Bob Frid-USA TODAY Sports
A closed Canadian border is going to force the NHL to re-align its divisions for the 2021 season
During an appearance on a radio show in Las Vegas this past week, Golden Knights owner Bill Foley dropped what some are describing as a “bombshell” – while others see it more as common sense.
In a discussion about the team’s offseason moves, Foley was asked about the recently departed Nate Schmidt who was traded to the Vancouver Canucks to make room for Alex Pietrangelo. When asked about facing Schmidt on a division rival, Foley responded, “Yeah, but they’re going to be playing in the Canadian Division.”
Later in the conversation he added, “I don’t think they’re going to cross the border.”
Back in the spring, the Canadian Government closed its borders to non-essential travel – particularly from the United States. It’s a major reason why Canada has been able to keep its number of COVID infections so low through the last six months and Prime Minister Justin Trudeau mentioned earlier this month that he’s not likely to repeal the travel ban any time soon.
That becomes a huge issue for the NHL. At one point Commissioner Gary Bettman mentioned he was hoping to work with the Canadian Government to get around the border closure, but when the Toronto Raptors and Blue Jays weren’t granted an exemption, any hope of that happening for the NHL seemed to go out the window.
The NHL wants to begin the next season in early 2021, and with the border still closed, that means it’ll have to change the way it does business.
One possibility that had been speculated on is that the the NHL would re-align the divisions for the 2021 season so teams wouldn’t need to cross the border. With his “Canada Division” comment, Foley seems to have confirmed the NHL is in favor of this option.
This would mean a new division for the Avalanche as they are currently in the Central with the Winnipeg Jets, who would have to be moved to the Canadian Division.
Since Foley made his comments, one potential re-alignment scenario has been floating around social media.
In this scenario, the Avalanche would remain in the same division as the Dallas Stars and rival Minnesota Wild while joining the Pacific’s San Jose Sharks, Vegas Golden Knights, Anaheim Ducks, Los Angeles Kings and Arizona Coyotes.
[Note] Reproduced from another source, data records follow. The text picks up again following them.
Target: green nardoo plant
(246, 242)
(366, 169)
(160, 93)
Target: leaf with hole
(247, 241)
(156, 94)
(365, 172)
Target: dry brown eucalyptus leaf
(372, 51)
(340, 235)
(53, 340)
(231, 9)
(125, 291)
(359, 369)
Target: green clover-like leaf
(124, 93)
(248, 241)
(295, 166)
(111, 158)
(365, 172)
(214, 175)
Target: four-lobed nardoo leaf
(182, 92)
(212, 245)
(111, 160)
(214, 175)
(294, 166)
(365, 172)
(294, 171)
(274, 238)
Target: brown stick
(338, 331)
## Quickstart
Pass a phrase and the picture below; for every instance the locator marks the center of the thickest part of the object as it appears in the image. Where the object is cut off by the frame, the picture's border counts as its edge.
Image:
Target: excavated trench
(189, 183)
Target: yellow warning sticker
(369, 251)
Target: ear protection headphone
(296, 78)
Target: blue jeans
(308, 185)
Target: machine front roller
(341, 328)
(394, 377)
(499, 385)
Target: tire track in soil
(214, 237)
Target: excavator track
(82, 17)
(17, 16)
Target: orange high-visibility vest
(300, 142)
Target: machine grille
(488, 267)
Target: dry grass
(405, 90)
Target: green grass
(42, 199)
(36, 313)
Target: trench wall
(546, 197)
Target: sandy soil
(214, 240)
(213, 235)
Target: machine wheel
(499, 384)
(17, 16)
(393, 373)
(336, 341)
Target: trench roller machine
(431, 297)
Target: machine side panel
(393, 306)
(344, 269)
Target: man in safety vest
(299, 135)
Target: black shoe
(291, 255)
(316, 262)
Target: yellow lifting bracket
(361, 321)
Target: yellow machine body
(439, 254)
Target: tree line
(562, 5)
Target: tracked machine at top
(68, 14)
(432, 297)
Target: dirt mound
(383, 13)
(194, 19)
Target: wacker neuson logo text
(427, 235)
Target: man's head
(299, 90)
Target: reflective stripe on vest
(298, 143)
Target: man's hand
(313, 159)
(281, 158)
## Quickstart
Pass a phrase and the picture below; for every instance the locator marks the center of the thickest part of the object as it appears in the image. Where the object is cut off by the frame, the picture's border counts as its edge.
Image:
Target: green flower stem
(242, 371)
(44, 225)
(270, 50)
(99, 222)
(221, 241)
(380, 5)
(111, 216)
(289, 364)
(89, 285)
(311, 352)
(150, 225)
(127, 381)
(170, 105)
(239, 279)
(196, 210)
Another option would be to have five divisions. The NHL could group the Avalanche with the American Pacific teams and then maintain a Central division with Minnesota, St. Louis, Chicago, Dallas and Nashville.
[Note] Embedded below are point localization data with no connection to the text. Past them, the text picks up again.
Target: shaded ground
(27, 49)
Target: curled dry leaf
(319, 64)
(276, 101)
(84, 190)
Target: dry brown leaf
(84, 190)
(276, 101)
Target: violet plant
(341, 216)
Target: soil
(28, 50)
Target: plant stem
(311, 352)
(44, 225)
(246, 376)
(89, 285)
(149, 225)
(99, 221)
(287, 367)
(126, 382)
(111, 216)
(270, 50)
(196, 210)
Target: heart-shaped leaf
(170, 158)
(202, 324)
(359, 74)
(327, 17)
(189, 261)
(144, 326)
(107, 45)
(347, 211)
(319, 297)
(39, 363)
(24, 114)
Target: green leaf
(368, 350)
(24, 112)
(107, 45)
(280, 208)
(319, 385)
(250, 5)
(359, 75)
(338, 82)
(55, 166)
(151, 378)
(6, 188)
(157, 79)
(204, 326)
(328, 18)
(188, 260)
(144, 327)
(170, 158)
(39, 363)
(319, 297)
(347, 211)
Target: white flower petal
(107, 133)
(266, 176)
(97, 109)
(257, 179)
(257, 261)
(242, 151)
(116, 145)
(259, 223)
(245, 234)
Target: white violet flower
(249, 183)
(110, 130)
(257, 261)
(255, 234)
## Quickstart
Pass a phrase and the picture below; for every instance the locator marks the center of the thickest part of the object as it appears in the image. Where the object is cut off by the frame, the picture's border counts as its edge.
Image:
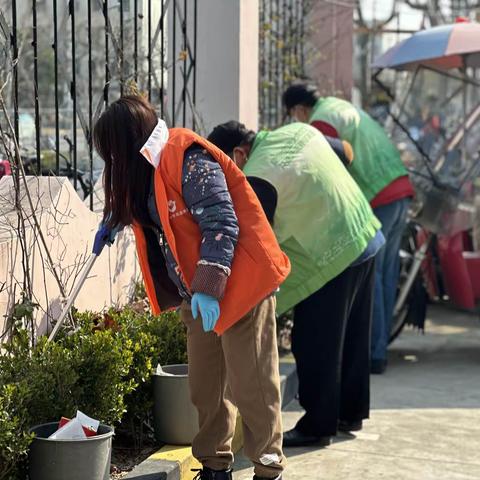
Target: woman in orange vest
(203, 244)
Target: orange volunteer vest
(259, 265)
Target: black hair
(300, 93)
(229, 135)
(118, 135)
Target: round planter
(72, 459)
(175, 417)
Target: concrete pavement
(425, 419)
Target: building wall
(69, 228)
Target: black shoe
(377, 367)
(295, 438)
(208, 474)
(346, 427)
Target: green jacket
(376, 160)
(322, 221)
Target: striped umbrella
(456, 45)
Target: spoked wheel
(414, 309)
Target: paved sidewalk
(425, 422)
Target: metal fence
(64, 61)
(281, 52)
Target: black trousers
(331, 345)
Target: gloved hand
(209, 310)
(105, 236)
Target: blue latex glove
(105, 236)
(209, 310)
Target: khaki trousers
(237, 369)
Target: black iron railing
(63, 61)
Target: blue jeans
(393, 219)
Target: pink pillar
(329, 49)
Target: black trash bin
(86, 459)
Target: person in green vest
(326, 227)
(379, 172)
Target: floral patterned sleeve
(206, 194)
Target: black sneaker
(208, 474)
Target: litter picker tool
(104, 236)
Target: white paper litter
(70, 431)
(87, 421)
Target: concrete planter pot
(72, 459)
(175, 417)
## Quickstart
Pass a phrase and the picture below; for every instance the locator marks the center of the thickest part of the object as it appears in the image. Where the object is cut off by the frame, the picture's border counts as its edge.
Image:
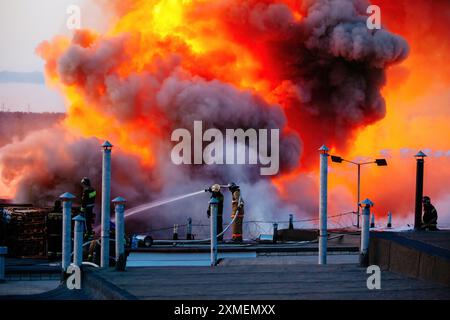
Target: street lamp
(378, 162)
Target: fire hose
(200, 240)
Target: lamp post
(420, 158)
(106, 195)
(323, 204)
(378, 162)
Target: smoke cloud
(316, 78)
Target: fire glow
(308, 68)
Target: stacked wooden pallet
(26, 231)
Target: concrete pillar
(189, 229)
(389, 224)
(78, 240)
(365, 231)
(66, 199)
(119, 204)
(275, 232)
(106, 196)
(3, 253)
(323, 205)
(214, 204)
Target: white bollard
(214, 203)
(78, 241)
(66, 198)
(189, 229)
(106, 195)
(365, 232)
(323, 205)
(389, 224)
(119, 204)
(3, 253)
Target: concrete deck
(266, 281)
(424, 254)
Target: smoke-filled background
(310, 68)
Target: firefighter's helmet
(85, 181)
(232, 186)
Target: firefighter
(429, 215)
(237, 207)
(87, 204)
(215, 193)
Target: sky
(23, 25)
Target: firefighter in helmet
(237, 207)
(429, 215)
(87, 204)
(215, 193)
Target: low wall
(394, 252)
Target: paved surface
(294, 281)
(288, 260)
(27, 287)
(439, 239)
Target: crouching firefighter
(237, 210)
(87, 205)
(215, 193)
(429, 220)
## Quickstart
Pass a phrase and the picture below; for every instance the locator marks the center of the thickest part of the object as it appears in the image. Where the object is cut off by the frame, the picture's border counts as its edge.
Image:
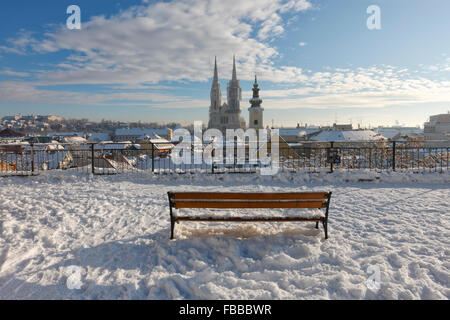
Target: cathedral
(227, 115)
One look at the map and it becomes obvious that regardless of how the league is aligned, the Avalanche are in for a lot more travel than most other American teams.
Regardless of how the league re-aligns its divisions, it will require a lot of travel for the Canadian teams, as well as more travel than normal for any American teams west of St. Louis. Travel is costly for teams – particularly when most aren’t going to be able to sell tickets. One way the NHL can help limit travel is by adopting a series-based schedule similar to Major League Baseball.
The league could schedule a team to come to the Pepsi Center and play a back to back – or even three games in four night – before heading to its next destination. It would still be a lot of travel, but it’s a solution that could curtail the total miles traveled and time spent at airports.
Looking for ways to optimize the schedule will be important, particularly if the league’s desire is to play upwards of 60+ games.
With so many questions still unanswered, there is only one thing for certain: The 2021 NHL season is going to be unlike any we’ve ever seen and likely will ever see again. The way the standings are aligned will likely be the least crazy part we see.